2) Neuromarketing: Application of neuroscience in the evaluation of relevant marketing stimuli will be described. The main cognitive neuroscience indicators for the appreciation of an audiovisual sensory stimuli (e.g. a TV commercials) will be also described. The use of such EEG-based indicators in practical situation will be also illustrated.
3) Online detection of mental workload: Successively, it will be showed different applications of the collection of brain activity in working contexts related to the airplanes pilots. It will be described as it is possible to detect the brain activity related to the insurgence of mental workload. It will be speculated that such detection could be employed in a short future to generate devices able to warn the operators about their perceived workload. Example of such detection of mental workload will be presented in three different conditions: on civil airline pilots, on military pilots and on car drivers.

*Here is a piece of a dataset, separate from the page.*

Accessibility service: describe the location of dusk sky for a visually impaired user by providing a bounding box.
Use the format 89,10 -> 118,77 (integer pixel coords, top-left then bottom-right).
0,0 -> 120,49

4) Neuroaestethic: The issue of how we perceive the beauty will be also addressed by the talk, through the presentation of main results obtained by monitoring the EEG activity during the visit of two art galleries with the pictures of Tiziano Vecellio and Jan Veermer.
Conclusions
The possibility to detect in a reliable way the cerebral activity during "real-life" conditions and the possibility to detect brain activity with dry electrodes will be also discussed. Quoting the scientist Martha Farah, the issue is not "if" but "when" the neuroscience will shape our future. We are thinking that such time is arrived.